March 15, 2025 Story by: Editor
Black women in the U.S. face a maternal mortality rate nearly three times higher than that of white women, according to the latest report from the Centers for Disease Control and Prevention (CDC). This disparity persists across all income and education levels. Alarmingly, Black women with at least a college degree are five times more likely to die from childbirth-related causes compared to white women with similar education.
To address this crisis, Venus Standard, along with other experts in North Carolina, is working to improve maternal health outcomes.
Introducing the LEADoula Program
Venus Standard, an assistant professor in the UNC School of Medicine’s family medicine department, co-founded the Lived Experience Accessible Doula (LEADoula) program to enhance Black maternal care. The initiative focuses on training Black doulas to provide education, advocacy, and support to Black women throughout pregnancy and childbirth.
In 2021, Standard and her co-investigators—Duke University Assistant Professor Jacquelyn McMillian-Bohler and Vanderbilt University Associate Professor Stephanie DeVane-Johnson—secured funding from Carolina’s C. Felix Harvey Award to launch a one-year pilot program. With additional backing from The Duke Endowment, they aim to expand the program across more counties in North Carolina and eventually to other states.
The Role of a Doula vs. Medical Professionals
Standard explains the critical distinction between doulas and medical professionals, stating: “An OB-GYN, a certified nurse-midwife, a certified midwife — we are all medical professionals. We are trained for years and years to do what we do. We’re trained to do medical procedures, to write prescriptions, to do assessments and care, to diagnose.”

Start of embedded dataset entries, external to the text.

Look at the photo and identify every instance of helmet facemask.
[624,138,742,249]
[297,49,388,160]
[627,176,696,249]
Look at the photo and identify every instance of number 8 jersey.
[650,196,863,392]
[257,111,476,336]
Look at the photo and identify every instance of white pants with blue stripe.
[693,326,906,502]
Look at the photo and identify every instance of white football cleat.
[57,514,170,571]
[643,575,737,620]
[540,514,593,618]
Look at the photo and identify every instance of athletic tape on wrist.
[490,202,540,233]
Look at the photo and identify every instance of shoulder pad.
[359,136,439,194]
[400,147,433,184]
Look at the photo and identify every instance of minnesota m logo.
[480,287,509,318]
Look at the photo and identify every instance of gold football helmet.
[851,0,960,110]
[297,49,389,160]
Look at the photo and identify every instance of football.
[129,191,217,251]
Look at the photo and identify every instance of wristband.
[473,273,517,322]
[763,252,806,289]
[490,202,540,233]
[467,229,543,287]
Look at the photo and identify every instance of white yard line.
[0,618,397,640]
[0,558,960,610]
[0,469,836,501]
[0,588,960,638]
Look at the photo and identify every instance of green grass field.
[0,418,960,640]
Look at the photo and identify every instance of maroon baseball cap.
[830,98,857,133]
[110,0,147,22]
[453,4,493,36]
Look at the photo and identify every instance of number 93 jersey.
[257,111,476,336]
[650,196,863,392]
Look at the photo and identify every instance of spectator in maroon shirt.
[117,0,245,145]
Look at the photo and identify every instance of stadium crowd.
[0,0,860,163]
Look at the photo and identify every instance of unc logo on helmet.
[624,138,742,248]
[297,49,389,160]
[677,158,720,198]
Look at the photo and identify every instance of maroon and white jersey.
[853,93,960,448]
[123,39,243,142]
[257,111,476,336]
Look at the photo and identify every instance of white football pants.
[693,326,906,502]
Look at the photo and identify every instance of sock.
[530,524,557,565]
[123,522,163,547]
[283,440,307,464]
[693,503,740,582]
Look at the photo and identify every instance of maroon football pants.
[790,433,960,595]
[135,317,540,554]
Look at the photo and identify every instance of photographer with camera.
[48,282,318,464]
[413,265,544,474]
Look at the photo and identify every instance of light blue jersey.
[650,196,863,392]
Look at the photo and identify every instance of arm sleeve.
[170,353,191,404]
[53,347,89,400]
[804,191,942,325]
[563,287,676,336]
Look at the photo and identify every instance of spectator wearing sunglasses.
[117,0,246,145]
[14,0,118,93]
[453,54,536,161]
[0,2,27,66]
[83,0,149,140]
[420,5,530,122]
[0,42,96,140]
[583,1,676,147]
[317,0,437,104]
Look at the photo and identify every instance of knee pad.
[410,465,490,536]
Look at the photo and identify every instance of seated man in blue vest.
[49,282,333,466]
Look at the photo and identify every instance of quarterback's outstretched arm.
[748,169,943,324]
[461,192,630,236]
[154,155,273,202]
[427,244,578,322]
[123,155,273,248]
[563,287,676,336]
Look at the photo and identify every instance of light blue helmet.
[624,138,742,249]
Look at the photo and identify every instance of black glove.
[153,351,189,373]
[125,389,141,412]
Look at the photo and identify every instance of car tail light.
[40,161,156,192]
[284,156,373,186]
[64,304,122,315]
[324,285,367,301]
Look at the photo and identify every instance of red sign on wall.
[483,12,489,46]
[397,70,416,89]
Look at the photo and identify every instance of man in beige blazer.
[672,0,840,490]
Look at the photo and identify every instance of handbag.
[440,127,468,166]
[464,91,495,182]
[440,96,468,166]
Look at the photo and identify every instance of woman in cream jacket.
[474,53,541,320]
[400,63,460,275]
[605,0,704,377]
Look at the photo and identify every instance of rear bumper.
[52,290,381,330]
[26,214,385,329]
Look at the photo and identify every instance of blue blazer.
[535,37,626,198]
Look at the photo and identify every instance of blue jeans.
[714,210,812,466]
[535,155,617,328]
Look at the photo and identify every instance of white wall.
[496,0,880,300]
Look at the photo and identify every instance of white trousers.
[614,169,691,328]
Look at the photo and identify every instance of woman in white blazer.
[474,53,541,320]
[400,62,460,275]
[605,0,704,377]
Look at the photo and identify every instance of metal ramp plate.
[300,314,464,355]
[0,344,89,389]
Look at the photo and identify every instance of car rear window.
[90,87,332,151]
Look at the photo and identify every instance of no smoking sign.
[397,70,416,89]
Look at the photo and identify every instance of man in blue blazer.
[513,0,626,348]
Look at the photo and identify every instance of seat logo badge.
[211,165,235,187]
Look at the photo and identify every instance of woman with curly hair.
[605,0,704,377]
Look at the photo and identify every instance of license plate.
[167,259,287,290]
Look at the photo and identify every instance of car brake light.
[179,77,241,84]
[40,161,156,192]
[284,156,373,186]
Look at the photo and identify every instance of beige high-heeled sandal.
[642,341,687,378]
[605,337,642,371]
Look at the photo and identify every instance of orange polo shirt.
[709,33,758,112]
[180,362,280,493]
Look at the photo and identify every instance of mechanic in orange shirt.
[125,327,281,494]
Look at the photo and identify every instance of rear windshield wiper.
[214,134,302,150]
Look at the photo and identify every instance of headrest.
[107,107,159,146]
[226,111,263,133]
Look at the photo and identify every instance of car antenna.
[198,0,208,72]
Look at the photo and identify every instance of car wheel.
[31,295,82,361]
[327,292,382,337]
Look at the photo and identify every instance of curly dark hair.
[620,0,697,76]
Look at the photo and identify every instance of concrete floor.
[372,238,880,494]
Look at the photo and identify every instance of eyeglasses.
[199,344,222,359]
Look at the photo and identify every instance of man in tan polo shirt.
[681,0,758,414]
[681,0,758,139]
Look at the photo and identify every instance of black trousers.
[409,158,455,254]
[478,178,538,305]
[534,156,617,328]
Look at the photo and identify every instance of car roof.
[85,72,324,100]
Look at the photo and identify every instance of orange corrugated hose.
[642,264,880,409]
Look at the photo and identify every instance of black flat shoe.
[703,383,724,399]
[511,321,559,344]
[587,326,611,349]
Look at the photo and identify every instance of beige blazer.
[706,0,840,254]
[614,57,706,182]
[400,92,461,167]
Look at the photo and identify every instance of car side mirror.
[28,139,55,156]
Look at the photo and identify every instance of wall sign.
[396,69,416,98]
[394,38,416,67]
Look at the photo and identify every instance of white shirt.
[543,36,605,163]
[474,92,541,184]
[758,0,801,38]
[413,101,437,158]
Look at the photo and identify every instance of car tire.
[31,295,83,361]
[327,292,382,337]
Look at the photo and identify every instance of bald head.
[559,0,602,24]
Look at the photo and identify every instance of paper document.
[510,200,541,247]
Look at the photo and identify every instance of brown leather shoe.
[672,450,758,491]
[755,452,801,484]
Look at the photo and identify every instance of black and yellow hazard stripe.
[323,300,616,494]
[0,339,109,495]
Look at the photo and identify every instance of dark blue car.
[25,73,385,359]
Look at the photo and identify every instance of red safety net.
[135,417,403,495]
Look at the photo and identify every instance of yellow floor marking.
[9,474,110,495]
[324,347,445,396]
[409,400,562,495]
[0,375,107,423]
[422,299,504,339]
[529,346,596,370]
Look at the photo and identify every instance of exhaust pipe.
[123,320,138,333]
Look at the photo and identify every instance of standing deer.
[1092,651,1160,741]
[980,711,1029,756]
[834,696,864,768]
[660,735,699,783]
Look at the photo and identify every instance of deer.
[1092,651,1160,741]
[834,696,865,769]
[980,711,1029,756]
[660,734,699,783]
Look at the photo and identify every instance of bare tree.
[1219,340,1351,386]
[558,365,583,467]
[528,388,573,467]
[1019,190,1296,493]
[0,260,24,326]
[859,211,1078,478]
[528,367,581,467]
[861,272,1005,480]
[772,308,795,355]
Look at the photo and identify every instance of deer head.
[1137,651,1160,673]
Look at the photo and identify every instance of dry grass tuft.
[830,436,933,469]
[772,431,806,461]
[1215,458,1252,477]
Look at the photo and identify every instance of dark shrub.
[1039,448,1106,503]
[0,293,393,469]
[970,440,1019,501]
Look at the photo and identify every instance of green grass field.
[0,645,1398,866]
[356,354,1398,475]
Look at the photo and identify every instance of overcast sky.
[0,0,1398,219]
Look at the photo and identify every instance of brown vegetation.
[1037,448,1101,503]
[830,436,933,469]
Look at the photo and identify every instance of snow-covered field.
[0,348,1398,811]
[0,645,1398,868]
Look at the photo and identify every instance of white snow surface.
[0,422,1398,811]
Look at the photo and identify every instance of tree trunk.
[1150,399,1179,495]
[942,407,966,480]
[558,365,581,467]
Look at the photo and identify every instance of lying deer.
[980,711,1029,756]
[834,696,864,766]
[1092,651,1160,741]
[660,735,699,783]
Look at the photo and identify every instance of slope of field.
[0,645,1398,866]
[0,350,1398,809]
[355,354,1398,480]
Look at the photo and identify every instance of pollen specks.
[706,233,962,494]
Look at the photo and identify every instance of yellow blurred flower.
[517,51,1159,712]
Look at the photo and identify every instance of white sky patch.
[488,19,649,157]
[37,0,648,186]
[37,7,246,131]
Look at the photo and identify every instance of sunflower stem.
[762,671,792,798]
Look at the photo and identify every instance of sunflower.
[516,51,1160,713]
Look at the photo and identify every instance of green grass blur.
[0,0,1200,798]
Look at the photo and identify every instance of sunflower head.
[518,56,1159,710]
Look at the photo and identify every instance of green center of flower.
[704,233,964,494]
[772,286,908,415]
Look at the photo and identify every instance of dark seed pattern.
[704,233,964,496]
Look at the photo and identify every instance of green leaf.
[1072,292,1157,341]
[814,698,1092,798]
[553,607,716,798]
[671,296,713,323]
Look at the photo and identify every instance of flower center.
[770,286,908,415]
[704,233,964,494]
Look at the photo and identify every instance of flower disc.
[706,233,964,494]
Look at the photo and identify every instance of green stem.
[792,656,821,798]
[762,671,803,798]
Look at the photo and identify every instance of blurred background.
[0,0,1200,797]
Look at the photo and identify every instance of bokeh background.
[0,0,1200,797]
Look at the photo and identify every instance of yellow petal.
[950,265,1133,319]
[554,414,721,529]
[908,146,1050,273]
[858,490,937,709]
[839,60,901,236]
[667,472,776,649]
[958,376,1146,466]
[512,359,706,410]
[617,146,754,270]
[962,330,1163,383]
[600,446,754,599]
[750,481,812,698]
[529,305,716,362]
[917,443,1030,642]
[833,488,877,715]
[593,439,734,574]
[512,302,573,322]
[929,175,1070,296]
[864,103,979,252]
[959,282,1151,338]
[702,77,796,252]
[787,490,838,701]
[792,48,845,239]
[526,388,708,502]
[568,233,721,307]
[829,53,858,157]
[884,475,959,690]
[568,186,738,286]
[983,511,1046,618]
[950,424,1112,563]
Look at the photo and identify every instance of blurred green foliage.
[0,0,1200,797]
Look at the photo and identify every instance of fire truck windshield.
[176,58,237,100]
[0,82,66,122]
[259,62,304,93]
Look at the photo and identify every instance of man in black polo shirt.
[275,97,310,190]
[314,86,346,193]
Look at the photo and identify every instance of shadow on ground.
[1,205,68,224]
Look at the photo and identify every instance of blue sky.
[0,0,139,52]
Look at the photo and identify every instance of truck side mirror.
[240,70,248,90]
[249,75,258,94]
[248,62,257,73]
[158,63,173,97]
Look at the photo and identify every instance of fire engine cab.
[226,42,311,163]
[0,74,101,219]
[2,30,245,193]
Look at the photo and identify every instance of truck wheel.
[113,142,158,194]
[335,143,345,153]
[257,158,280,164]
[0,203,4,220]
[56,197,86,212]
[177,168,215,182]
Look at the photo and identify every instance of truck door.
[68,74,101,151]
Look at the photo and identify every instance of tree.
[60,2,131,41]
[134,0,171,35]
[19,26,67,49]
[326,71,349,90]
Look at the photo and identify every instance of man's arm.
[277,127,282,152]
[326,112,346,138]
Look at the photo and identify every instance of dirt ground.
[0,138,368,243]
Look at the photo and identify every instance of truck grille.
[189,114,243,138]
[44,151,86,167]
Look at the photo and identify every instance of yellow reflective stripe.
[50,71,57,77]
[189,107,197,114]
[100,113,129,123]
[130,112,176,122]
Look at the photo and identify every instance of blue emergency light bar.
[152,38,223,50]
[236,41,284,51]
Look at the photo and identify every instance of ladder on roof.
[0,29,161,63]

Doulas, on the other hand, focus on non-medical support. Their primary role is to provide emotional and physical support, ensuring that birthing individuals receive the care and experience they desire. “A doula’s function is to support the person in their desire to have the birth that they want. It’s not about what the doula wants or what the doula’s history is; it’s about trying to give the person giving birth the best possible experience for what they want,” Standard explained.
Unlike doctors and midwives, doulas offer 24/7 support, staying with their clients throughout labor and providing continuous guidance—something medical professionals, with their many responsibilities, often cannot do.
The Need for Black Doulas in Maternal Care
Research has shown that having a doula improves birth outcomes and increases patient satisfaction. However, many Black women feel a deep-seated mistrust of the healthcare system due to historical and ongoing discrimination. “Historically, Black people do not trust the white medical community. They are giving their trust to the Black doulas, the doulas who look like them. We serve Black families, so they often trust their doulas to have their best interest at heart—a lot more than they trust their providers,” Standard said.
Doulas also act as a bridge between patients and healthcare providers. They listen to concerns that might otherwise go unshared and escalate potential issues when necessary. “The families tell doulas things, and the doulas are instructed to call me if something doesn’t seem right or if they’re concerned about a patient,” Standard explained. She shared an example: “I had one patient who was pregnant by rape, and that was nowhere on her medical chart, but she felt comfortable and safe enough to tell a doula.”
Expanding the LEADoula Program
In its first year, the LEADoula program trained 20 doulas. With an additional three years of funding from The Duke Endowment, they have trained 65 doulas so far, with the goal of reaching 140 trained doulas over four years.
The program also seeks to address long-standing racial disparities in maternal healthcare. “Most of the challenge of the numbers is historical; it wasn’t perceived as a problem that Black women were dying three or four times more than anybody else,” Standard noted. “The numbers are not new—the CDC has been tracking this for decades. Because people that we see on television, social media, and media outlets are bringing it to the forefront, it’s now being visited.”
Bridging the Racial Gap in Healthcare
Standard’s commitment to this work stems from the stark disparities she has witnessed firsthand in healthcare. “The disparities are so drastic. You notice as you’re going through your training, learning your work and entering the field that things are so different, that white people get offered things that Black people don’t get offered in the same exact situation,” she said.
Her team is dedicated to closing this gap and ensuring that all birthing individuals receive equitable care. “One of the reasons our team does what we do is to bring that gap between the ‘haves’ and the ‘have-nots’ closer together. When you take away age, money or education, it doesn’t matter. The only common denominator is their race. We’ve come a long way so far with other things, but this stayed the same.”
Through the LEADoula program, Standard and her team are working to ensure that Black women receive the care, advocacy, and support they deserve—one trained doula at a time.